Palestinian Ambassador to the United Nations Riyad Mansour said Friday that if President-elect Donald Trump follows through on his campaign promise to move the U.S. embassy to Jerusalem, then “nobody should blame us for unleashing all of the weapons that we have in the U.N. to defend ourselves, and we have a lot of weapons in the U.N.”
Trump promised in March during a speech before the American Israel Public Affairs Committee (AIPAC) that, “We will move the U.S. embassy to the eternal capital of the Jewish people, Jerusalem.”
Following a private meeting with Israeli Prime Minister Binyamin Netanyahu in September, his campaign wrote that Trump “acknowledged that Jerusalem has been the eternal capital of the Jewish People for over 3,000 years, and that the United States, under a Trump administration, will finally accept the long-standing Congressional mandate to recognize Jerusalem as the undivided capital of the State of Israel.”
The Trump campaign statement is referring to a 1995 law recognizing Jerusalem as Israel’s capital and that “the United States Embassy in Israel should be established in Jerusalem no later than May 31, 1999.” All three presidents since then have issued national security waivers.
“If people attack us by moving the embassy to Jerusalem, which is a violation of Security Council resolutions, it is a violation of resolution 181 of the U.N. General Assembly that was drafted by the U.S.,” Mansour claimed. “If they do that, nobody should blame us for unleashing all of the weapons that we have in the U.N. to defend ourselves, and we have a lot of weapons in the U.N.”

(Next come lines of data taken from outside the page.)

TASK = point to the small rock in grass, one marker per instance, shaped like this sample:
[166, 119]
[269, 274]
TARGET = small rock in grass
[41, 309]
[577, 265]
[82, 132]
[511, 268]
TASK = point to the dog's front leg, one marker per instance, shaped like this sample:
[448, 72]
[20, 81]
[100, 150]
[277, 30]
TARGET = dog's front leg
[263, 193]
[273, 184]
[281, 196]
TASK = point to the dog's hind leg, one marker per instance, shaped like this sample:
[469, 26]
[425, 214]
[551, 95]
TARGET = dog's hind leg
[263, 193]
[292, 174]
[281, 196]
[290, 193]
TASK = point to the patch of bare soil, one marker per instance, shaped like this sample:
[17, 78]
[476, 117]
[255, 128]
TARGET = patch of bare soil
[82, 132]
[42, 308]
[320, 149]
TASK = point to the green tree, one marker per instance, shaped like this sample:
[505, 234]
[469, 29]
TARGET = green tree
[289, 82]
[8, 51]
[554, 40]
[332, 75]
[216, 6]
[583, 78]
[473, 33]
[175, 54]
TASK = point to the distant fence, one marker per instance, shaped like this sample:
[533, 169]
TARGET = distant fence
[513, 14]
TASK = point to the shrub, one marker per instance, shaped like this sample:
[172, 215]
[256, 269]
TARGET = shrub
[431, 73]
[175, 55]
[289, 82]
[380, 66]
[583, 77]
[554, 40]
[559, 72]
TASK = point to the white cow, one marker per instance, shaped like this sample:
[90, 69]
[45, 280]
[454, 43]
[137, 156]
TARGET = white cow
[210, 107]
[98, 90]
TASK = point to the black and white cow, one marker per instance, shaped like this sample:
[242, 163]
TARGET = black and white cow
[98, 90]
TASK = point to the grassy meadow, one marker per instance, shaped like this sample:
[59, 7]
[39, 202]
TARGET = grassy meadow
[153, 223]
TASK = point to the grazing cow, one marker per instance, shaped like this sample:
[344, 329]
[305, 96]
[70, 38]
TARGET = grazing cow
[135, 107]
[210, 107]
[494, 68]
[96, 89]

Mansour said that while the Palestinian Authority could not respond to a move of the U.S. Embassy to Jerusalem with a Security Council resolution – because the United States would veto it – there were actions that he could take.
“Maybe I can't have resolutions in the Security Council but I can make their lives miserable every day with precipitating a veto on my admission as a member state. Italy in 1949 received three consecutive vetoes on its admission to the U.N. from the Soviet Union. These are the kind of things that I can do,” he said.
“Many candidates gave the same election promise [to move the embassy] but didn’t implement it, because what you do when you are campaigning is one thing, but when you have to deal with the legal thing it is something else,” Mansour added.
Hopes are raised for the move among politicians in Israel, however, and David Friedman, an advisor to the Trump campaign, told The Jerusalem Post that “it was a campaign promise, and there is every intention to keep it.”